I think thegoose is questioning/highlighting the $3 move, it has just jumped up and bit me a bit about this $3 dollar move being problematic in using old trading strategies that rely on price levels for their triggers in this day and age. In livermores time and indeed right up to 2001 the fractional pricing of stocks, 1/16th of a dollar being the smallest move or put it another way, to livermore $3 was a 48 point move, to us now, today, it is a 300 point move. I'm sure the original intention of a method written for the US market pre decimalisation will be flawed if this fact is not taken into account.
LMC, I was very confused because I agree with your concerns. I don't understand how the higher the price goes, the LESS it has to retrace to call it a swing e.g. $6 pull back of a $30 price stock is 20% and that is then considered a "natural reaction" and yet $6 of a $100 stock is only 6% and yet it still classifies as the same level of swing. This seems to
directly contradict what he writes in his book which is that the higher the price of a stock, the more
severe the reaction even when it is a "natural" one.
But referring to your points on the demical system - doesn't the volatility expansion since Livermores time compensate for this? Having looked at the Market Key, a 48 point move would result in way too many swings being recorded. Perhaps a 300pt move is now equal to his 48pt move? Does this even make sense? My head is spinning...
I was intrigued by the Key but never dared to think it would work - not when so much time has gone by, the markets have changed and volatility has picked up...and yet the numbers I put in tell a very different story.
Regardless of these concerns on the Market Key, I really think 300 point is far too large to leave on the table, personally believe it's more important to look for his MO was in the bucket shops, this I firmly believe to be key and not his Market Key.
His strategies on the most part seemed to involve price pivots and watching the price very carefully around these areas in order to see if it was behaving properly if the price was to continue on the line of least resistance. In "How To Trade In Stocks" he mentions several such trades including round number pivots and how the stock should behave when it goes through them which is to say it should go up quickly and sharply and to sell if it fails to do this.
He also writes of buying record highs as when the overhead supply is gone, the market should presumably put in quite a rally.
So, this is where the Market Key comes in. It is not a system so I don't understand why everyone says that its a red herring or that its not the key to anything etc. The Market Key is simply a means of "charting" via the numbers. It simply tells you when a stock is BEHAVING CORRECTLY. The pivots are recorded before your eyes and of course you can quickly see the multi year highs and lows and the round numbers just like he traded. It also allows you to record the market action of two different stocks so that you are immediately drawn to discrepancies. But what I really like about it is that when you use the Key you realise that the possible buy or sell signals that you get are taken when price stalls at previous major lows (support) or breaks the low but doesn't follow through (the stock has a false break and with no follow through there is no real stock being supplied, some market players are trapped etc) and vice versa for highs.

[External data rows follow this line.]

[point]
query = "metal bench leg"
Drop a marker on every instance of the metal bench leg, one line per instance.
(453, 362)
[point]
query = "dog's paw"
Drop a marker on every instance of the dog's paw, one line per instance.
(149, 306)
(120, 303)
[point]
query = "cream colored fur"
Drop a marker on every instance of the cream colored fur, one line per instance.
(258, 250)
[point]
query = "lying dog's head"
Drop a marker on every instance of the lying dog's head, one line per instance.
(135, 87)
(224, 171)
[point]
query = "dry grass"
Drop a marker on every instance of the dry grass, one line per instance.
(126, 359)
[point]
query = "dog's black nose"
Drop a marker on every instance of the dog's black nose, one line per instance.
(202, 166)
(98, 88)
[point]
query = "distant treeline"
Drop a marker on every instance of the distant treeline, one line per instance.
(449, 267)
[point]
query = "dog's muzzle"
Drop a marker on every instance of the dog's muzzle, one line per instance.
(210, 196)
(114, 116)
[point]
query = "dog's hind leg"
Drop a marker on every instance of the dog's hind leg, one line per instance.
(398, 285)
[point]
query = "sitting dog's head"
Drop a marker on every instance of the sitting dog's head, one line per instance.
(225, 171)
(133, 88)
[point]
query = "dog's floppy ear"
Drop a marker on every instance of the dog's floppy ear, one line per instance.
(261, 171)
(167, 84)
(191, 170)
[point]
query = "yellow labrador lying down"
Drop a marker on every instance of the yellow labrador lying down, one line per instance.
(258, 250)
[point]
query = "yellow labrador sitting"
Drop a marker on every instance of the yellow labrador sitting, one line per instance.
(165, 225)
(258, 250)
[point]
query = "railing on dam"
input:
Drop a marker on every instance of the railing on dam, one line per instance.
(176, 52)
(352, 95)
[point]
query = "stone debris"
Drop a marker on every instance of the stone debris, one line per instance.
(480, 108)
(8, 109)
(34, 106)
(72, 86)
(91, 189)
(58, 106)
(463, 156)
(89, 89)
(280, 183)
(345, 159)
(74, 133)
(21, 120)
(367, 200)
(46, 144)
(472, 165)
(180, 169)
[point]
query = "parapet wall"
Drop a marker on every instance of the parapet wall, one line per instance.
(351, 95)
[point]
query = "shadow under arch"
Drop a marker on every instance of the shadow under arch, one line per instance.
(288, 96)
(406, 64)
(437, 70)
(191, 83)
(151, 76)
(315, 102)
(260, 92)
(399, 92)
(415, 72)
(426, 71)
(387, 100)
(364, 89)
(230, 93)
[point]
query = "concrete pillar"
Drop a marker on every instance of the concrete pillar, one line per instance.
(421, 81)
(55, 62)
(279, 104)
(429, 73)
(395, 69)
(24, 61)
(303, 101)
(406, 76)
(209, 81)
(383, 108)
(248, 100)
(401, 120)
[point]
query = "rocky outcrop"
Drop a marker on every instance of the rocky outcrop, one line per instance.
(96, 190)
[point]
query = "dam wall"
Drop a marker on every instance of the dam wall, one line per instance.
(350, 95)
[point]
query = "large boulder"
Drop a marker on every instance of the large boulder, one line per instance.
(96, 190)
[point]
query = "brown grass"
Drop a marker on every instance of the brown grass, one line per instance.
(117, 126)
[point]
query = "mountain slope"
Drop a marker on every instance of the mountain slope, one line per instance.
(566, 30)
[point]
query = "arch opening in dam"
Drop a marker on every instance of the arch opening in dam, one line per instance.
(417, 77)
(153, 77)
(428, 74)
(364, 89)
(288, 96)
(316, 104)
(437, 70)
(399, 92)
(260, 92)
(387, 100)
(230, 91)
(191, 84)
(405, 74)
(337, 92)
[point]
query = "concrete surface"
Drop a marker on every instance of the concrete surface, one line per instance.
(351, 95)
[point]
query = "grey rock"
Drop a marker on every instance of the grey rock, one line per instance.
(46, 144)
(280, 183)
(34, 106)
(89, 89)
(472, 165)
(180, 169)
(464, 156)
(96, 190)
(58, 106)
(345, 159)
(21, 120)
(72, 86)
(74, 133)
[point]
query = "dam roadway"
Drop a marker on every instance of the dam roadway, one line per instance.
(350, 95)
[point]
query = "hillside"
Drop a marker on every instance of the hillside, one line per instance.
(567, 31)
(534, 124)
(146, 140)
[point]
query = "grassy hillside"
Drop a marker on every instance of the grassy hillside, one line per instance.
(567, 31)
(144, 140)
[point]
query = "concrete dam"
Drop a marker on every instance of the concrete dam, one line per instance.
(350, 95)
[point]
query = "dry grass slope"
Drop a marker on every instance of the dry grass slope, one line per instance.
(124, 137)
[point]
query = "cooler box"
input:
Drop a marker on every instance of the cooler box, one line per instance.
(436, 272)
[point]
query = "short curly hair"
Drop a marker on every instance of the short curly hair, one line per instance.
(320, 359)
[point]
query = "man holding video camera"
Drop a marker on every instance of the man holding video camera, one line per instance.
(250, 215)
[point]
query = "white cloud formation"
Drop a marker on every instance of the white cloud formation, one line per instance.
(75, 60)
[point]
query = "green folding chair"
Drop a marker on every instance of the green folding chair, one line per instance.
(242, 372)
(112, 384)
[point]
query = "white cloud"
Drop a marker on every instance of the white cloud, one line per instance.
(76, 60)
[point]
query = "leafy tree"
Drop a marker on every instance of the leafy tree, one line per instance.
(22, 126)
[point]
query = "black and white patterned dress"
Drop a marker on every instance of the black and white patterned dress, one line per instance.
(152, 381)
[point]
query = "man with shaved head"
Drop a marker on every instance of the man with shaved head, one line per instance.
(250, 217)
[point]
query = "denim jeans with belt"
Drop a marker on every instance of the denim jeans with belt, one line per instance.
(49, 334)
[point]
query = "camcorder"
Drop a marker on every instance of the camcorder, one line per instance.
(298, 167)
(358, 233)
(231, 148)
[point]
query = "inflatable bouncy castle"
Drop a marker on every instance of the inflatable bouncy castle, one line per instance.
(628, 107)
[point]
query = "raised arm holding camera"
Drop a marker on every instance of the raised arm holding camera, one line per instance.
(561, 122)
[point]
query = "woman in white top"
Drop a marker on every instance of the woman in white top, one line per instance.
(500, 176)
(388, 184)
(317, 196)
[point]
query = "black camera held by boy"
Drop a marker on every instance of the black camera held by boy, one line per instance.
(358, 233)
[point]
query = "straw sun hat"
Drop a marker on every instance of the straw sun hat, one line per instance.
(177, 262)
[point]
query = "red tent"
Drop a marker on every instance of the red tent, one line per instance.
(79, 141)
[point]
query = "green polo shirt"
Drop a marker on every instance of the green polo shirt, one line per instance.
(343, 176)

But Livermore says in his book that the Key details
only the more "complex" pivotal points and as a result it is clear to me that, as he also says, one must use it as a basis to do your own research on the field of pivots.
Livermore learnt to tape read by continously observing prices and recording them. I have always believed that by writing prices down on paper and noting the patterns they make, you can learn more than by simply looking at a chart as when people look at a chart they look at the
wrong things. Many traders look at the height of the candlesticks (how much green or red they see) so they are focusing on the size of the move and the length of the trend etc but they seem to rarely focus on the
actual price and its relationship to other prices.
I was talking to a trader here the other day, incidentally, that has watched ONE market, 12 hours per day for nearly the last year. The guy knew the market so well from watching the charts that he could literally draw the history of it out on several different timeframes. And yet the funny thing was is that when I asked him - he had absolutely no idea what the price was! This was a real eye opener for me.